The photographer, whose identity is unknown, perfectly captured the relaxed simplicity of a game that was about to evolve into the highly commercialized spectacle we see in evidence in the book's later chapters.

There are words, too. The book contains a dedication to Harry Kalas by broadcaster Jon Miller, a funny foreword by actor and Phils fan Christopher Guest, an introduction by Mike Schmidt, and brief essays by Philadelphia sportswriters and others on some of the franchise's more memorable characters.

But those are all bench players. It's the visual element - much of which, it's safe to say, hasn't been seen by even the most devoted Phillies fan - that makes this so special.

"We tried not to make it look like a compilation of a lot of other books about the Phillies," Kennedy said. "We were looking for things people hadn't seen before."

Kennedy took the old photos, many of them in bad shape, and submitted them to the restorative magic of a computerized process called "flatbed scanning."

"A lot of the people who did books in the past probably rejected a lot of the photos we ended up using because they were so cracked and damaged," Kennedy said. "But because of the technology, we managed to restore them and give them an old-fashioned patina."

Like the many of Shibe Park/Connie Mack Stadium, there are photos of long-vanished Philadelphia landmarks - the magnificently spired Broad Street Station in the 1880s, a jam-packed Baker Bowl for the 1916 opener, the Fishtown sporting-goods factory of Phillies founder A.J. Reach (a structure that, though shuttered, still stands at 1701-1707 Tulip St.).

The best things about this book, though, are the sleeved inserts, reproductions of Phillies documents that undoubtedly will soon be gracing the walls of fans.
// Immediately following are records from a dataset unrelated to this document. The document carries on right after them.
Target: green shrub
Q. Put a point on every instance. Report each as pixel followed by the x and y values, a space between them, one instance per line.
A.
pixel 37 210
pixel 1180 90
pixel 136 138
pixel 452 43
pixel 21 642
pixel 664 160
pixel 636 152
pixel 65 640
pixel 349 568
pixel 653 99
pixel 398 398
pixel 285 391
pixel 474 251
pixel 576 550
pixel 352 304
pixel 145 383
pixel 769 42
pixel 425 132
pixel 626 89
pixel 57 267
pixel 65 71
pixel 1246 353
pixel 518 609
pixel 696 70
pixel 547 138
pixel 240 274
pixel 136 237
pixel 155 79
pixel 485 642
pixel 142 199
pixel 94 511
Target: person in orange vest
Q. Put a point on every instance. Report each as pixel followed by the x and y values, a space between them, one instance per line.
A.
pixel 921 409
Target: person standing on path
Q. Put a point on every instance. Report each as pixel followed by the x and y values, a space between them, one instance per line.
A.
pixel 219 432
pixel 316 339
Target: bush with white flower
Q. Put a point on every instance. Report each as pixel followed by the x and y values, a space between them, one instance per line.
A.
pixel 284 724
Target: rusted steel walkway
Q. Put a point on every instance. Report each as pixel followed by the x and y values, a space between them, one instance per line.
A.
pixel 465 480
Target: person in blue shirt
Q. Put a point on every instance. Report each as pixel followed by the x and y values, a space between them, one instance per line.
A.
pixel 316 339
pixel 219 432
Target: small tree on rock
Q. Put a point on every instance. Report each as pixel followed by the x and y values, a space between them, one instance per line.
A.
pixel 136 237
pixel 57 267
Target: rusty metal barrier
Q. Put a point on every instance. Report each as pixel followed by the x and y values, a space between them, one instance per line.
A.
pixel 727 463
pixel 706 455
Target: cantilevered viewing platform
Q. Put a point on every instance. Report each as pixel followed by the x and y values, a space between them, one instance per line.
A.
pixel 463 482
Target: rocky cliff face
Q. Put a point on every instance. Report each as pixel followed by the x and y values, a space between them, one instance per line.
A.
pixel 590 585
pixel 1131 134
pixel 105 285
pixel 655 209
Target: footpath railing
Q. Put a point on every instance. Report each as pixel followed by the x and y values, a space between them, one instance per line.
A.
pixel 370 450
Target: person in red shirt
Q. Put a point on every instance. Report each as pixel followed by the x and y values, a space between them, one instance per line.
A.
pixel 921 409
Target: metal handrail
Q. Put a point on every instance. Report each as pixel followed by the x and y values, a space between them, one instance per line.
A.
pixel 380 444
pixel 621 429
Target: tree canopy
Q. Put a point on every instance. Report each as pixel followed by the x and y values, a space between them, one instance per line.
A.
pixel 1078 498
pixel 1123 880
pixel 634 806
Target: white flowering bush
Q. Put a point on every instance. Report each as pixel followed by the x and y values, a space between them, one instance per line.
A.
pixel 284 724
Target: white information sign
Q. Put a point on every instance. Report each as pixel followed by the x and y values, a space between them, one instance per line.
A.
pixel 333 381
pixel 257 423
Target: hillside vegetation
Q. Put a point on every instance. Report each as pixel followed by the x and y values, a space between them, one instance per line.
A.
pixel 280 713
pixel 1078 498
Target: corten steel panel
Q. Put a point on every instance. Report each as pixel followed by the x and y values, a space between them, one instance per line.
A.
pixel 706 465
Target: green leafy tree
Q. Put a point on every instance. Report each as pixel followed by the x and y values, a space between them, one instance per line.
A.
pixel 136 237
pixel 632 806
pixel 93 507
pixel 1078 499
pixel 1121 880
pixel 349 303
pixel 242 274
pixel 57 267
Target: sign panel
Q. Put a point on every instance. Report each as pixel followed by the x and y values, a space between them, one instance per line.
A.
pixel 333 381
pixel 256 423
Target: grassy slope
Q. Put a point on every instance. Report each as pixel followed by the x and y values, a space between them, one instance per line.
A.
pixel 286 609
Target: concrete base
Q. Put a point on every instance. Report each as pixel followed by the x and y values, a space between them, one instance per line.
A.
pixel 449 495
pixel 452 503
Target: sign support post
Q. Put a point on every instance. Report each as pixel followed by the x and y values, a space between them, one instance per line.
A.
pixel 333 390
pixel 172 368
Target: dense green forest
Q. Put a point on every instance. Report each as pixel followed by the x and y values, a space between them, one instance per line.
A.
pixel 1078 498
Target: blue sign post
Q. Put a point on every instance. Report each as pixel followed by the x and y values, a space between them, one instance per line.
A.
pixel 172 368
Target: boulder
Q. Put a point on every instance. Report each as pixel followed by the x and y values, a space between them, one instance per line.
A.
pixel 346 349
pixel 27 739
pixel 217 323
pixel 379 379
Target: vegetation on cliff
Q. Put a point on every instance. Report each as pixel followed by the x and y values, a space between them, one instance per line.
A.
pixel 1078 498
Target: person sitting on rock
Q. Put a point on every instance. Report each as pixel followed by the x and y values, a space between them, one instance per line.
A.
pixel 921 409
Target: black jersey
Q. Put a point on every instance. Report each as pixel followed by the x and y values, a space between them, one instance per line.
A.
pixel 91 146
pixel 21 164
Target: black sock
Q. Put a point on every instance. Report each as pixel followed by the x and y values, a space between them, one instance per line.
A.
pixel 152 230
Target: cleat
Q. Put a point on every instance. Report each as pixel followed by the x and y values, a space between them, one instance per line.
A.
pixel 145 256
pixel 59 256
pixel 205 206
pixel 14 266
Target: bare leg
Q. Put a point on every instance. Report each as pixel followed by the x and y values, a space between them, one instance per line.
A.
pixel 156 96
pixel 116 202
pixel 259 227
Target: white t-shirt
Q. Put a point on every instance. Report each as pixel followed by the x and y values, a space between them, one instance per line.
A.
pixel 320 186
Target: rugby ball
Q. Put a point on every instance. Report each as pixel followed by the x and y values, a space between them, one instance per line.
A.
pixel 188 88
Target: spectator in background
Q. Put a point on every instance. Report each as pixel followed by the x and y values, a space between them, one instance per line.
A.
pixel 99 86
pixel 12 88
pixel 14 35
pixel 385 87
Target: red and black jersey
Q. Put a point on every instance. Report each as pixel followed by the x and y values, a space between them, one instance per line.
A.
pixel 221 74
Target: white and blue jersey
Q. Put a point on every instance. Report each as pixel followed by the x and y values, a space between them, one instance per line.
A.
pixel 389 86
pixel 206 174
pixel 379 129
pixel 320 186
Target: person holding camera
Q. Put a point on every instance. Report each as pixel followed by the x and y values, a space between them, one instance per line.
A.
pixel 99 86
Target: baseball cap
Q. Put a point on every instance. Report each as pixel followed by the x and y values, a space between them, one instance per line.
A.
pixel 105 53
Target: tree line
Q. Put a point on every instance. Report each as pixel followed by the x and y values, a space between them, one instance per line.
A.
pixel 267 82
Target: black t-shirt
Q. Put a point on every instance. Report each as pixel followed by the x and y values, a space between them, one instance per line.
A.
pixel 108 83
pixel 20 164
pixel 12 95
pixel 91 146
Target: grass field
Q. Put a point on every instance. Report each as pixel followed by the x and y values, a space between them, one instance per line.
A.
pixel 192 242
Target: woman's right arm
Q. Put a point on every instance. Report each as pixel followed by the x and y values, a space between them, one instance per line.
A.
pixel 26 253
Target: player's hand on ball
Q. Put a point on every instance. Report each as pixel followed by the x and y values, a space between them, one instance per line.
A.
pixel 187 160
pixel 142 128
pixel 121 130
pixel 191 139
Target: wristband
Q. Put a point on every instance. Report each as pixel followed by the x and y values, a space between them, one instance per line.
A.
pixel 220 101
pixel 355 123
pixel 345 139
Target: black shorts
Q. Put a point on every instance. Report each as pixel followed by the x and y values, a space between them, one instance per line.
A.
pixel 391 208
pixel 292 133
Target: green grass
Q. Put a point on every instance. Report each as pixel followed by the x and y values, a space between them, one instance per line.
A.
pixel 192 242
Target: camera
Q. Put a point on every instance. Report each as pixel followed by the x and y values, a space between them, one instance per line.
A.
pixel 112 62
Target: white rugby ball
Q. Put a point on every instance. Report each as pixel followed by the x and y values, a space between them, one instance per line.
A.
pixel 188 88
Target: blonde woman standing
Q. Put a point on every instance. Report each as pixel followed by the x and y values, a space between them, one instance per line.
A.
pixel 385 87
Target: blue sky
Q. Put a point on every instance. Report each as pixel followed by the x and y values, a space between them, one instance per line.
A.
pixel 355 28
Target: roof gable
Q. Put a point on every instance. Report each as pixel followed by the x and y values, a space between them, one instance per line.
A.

One is a copy of a Greg Luzinski minor-league contract, in which the young outfielder agreed to play for $500 a month. There are also reproductions of tickets from the '64 World Series, which the Phillies never played, and Game 6 of the '50 World Series, which the Yankees had already swept. And, maybe most interesting, there's area scout Bob Poole's 1996 report on an undersized California high schooler named Jimmy Rollins. ("He CAN play. And he can play SS in the ML.")
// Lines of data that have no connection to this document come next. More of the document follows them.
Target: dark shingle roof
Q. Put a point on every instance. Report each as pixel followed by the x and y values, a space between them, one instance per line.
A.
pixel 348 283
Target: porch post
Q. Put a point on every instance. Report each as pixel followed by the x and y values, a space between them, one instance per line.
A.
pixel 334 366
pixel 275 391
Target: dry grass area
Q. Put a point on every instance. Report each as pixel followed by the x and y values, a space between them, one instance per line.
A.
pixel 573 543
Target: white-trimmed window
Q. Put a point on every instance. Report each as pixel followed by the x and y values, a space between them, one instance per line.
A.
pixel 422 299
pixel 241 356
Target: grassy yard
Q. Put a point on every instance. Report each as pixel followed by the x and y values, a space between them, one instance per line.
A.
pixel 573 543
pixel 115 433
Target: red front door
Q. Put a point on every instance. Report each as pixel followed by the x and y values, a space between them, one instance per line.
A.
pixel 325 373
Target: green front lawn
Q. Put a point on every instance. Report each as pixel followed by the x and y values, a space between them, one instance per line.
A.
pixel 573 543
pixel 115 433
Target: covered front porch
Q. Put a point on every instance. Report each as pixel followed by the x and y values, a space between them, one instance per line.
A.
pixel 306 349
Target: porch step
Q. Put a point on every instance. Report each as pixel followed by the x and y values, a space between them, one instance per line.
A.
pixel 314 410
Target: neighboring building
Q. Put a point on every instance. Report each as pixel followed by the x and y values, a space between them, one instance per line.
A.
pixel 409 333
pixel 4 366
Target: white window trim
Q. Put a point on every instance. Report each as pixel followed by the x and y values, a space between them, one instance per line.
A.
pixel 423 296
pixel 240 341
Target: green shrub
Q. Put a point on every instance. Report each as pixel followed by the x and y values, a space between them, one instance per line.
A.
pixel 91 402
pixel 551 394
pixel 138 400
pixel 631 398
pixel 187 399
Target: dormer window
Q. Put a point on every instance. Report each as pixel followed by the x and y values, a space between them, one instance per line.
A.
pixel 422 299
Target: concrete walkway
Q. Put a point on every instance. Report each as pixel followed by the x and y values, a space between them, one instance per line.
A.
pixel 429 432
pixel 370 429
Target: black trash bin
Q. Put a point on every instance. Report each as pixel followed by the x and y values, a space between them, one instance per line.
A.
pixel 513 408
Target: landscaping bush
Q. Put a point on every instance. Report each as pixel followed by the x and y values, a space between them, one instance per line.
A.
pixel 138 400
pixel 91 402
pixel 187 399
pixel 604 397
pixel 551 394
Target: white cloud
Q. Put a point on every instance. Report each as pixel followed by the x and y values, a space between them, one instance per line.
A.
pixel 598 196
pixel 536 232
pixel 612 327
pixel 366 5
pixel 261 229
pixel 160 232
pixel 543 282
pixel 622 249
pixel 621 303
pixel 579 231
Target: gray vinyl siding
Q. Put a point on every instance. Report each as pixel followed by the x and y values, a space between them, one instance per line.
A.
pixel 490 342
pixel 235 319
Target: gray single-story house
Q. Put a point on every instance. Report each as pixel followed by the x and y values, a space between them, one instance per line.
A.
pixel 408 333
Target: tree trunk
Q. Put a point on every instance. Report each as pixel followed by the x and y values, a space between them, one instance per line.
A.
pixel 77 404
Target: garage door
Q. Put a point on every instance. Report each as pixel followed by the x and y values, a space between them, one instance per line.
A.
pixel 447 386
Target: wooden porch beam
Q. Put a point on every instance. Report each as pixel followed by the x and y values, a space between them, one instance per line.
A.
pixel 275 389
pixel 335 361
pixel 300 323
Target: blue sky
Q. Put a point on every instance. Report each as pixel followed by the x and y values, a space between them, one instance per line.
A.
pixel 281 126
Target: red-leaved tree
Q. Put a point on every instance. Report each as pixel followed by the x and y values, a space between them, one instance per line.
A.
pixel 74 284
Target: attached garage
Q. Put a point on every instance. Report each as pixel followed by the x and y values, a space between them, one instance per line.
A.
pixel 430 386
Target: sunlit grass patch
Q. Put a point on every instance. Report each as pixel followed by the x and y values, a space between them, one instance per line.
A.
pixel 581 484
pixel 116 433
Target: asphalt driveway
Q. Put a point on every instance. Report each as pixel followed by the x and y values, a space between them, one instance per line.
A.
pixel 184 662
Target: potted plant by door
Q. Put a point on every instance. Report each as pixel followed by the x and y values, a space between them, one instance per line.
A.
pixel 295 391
Where else can you see catcher Andy Seminick's 1950 National League championship belt buckle? Or a commemorative license-plate holder and tie from that Whiz Kids season? Or a 1964 World Series press pin that, as any real Philadelphian knows, was never used? Or Kalas' scorecard from Game 6 of the 1980 World Series, the night the Phillies, in their 98th season, won their first championship?

There's an excerpt from a World War II-era program that lists all the Phillies serving in the armed forces as well as the concession fare: a cheese sandwich was 15 cents, a pack of Chesterfields 20 cents.

In short, there's enough sepia-toned sentiment and historical interest in this book to soften the heart of even the most hard-bitten Phillies fan.